Panoptic Segmentation (1801.00868v3)

Published 3 Jan 2018 in cs.CV

Abstract: We propose and study a task we name panoptic segmentation (PS). Panoptic segmentation unifies the typically distinct tasks of semantic segmentation (assign a class label to each pixel) and instance segmentation (detect and segment each object instance). The proposed task requires generating a coherent scene segmentation that is rich and complete, an important step toward real-world vision systems. While early work in computer vision addressed related image/scene parsing tasks, these are not currently popular, possibly due to lack of appropriate metrics or associated recognition challenges. To address this, we propose a novel panoptic quality (PQ) metric that captures performance for all classes (stuff and things) in an interpretable and unified manner. Using the proposed metric, we perform a rigorous study of both human and machine performance for PS on three existing datasets, revealing interesting insights about the task. The aim of our work is to revive the interest of the community in a more unified view of image segmentation.

PDF Abstract

Panoptic segmentation is a computer vision task introduced in the paper "Panoptic Segmentation" (Kirillov et al., 2018 ) that aims to unify the traditionally separate tasks of semantic segmentation and instance segmentation. While semantic segmentation assigns a class label (like 'sky', 'road', 'car') to every pixel in an image, and instance segmentation detects and segments each individual object instance (like 'car_1', 'car_2'), panoptic segmentation requires a system to produce a single output that assigns both a semantic label and an instance ID to every pixel. This means the output is a coherent scene segmentation where amorphous background regions (stuff) get a semantic label, and countable objects (things) get both a semantic label and a unique instance ID, with no overlapping segments.

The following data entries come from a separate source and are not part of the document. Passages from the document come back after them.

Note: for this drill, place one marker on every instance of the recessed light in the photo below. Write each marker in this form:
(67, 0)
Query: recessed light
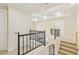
(45, 17)
(72, 4)
(41, 9)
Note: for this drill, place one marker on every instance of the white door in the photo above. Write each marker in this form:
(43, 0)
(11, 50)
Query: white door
(59, 24)
(3, 29)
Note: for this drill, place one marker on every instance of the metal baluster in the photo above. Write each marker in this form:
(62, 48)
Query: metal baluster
(23, 44)
(35, 40)
(44, 39)
(30, 42)
(26, 43)
(18, 44)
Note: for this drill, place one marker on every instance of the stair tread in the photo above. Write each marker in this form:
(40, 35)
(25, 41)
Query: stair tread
(63, 49)
(62, 52)
(70, 49)
(68, 43)
(68, 46)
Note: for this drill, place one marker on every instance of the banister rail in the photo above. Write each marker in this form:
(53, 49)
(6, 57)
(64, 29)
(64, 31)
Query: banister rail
(52, 49)
(77, 43)
(30, 41)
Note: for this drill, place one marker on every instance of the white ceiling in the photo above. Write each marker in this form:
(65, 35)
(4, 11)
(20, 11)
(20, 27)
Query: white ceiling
(35, 7)
(50, 9)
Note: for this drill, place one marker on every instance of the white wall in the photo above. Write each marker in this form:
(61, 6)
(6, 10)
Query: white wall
(3, 29)
(19, 21)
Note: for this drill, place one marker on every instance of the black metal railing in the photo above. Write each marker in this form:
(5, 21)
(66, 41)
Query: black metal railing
(28, 42)
(52, 49)
(55, 32)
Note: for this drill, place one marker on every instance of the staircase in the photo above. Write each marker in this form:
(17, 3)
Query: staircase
(67, 48)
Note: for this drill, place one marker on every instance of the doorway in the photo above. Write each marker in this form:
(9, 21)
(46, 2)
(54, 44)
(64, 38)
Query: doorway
(3, 30)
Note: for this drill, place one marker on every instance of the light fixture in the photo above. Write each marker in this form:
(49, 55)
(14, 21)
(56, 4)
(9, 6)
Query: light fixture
(44, 17)
(41, 9)
(58, 14)
(72, 4)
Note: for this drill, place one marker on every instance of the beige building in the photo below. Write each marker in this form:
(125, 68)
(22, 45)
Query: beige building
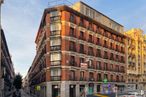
(136, 59)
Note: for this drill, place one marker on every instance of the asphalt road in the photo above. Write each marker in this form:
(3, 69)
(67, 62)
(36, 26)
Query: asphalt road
(101, 95)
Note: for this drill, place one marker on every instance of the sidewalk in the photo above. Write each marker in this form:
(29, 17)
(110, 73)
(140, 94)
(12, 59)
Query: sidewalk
(24, 94)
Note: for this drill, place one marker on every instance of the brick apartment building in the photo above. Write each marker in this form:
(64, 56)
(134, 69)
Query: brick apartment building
(6, 68)
(75, 51)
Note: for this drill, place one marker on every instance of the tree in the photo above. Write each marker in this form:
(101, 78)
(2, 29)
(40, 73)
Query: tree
(18, 81)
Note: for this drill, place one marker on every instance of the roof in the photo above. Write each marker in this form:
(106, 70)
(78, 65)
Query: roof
(100, 13)
(69, 9)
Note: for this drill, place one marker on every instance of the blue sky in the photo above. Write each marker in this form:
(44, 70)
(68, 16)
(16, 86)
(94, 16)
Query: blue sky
(21, 19)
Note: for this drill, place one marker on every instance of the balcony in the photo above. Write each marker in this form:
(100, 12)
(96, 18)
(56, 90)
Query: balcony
(55, 48)
(55, 32)
(55, 63)
(55, 78)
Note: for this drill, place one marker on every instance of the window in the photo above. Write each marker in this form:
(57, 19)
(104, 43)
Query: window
(90, 38)
(72, 31)
(55, 41)
(55, 27)
(55, 72)
(72, 75)
(105, 76)
(98, 53)
(82, 75)
(99, 77)
(117, 57)
(90, 63)
(98, 41)
(81, 35)
(105, 66)
(112, 56)
(98, 65)
(81, 48)
(112, 78)
(72, 18)
(91, 76)
(81, 60)
(54, 13)
(90, 51)
(72, 46)
(105, 43)
(116, 47)
(55, 56)
(87, 12)
(105, 55)
(72, 60)
(111, 45)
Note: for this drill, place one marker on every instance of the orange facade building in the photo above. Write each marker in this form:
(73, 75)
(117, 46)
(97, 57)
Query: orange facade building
(75, 52)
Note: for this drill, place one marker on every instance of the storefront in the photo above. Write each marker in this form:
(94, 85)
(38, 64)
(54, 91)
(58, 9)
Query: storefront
(55, 91)
(91, 88)
(107, 88)
(72, 91)
(82, 90)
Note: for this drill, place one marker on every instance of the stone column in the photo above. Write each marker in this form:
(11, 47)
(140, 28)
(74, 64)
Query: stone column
(77, 90)
(48, 89)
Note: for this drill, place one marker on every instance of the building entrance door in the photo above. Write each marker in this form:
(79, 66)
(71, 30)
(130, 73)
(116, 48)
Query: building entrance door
(91, 88)
(55, 91)
(72, 91)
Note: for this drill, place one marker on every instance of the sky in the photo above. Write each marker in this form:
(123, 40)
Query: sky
(21, 20)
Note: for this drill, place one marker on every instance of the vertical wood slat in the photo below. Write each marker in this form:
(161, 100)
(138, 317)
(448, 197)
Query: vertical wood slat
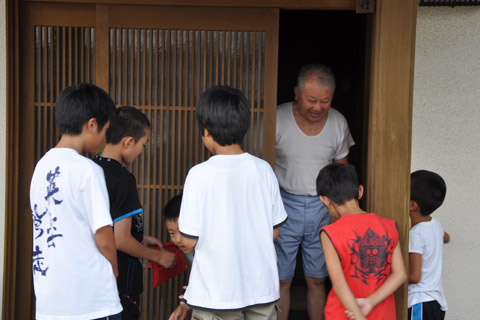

The motivation behind defining this task is the observation that real-world vision systems, such as those used in autonomous driving or augmented reality, need a complete and coherent understanding of a scene, recognizing both the background areas and individual objects simultaneously. Existing methods and metrics were specialized for either stuff (semantic segmentation) or things (instance segmentation), hindering the development of unified systems.

The output format for panoptic segmentation is straightforward: for each pixel, provide a pair $(l, z)$ , where $l$ is the semantic class label and $z$ is the instance ID. For stuff classes, the instance ID $z$ is effectively ignored or can be a standard value (e.g., 0), as stuff regions are amorphous and uncountable. For thing classes, pixels with the same $(l, z)$ pair belong to the same object instance. A key constraint is that all segments (both stuff and thing) must be non-overlapping.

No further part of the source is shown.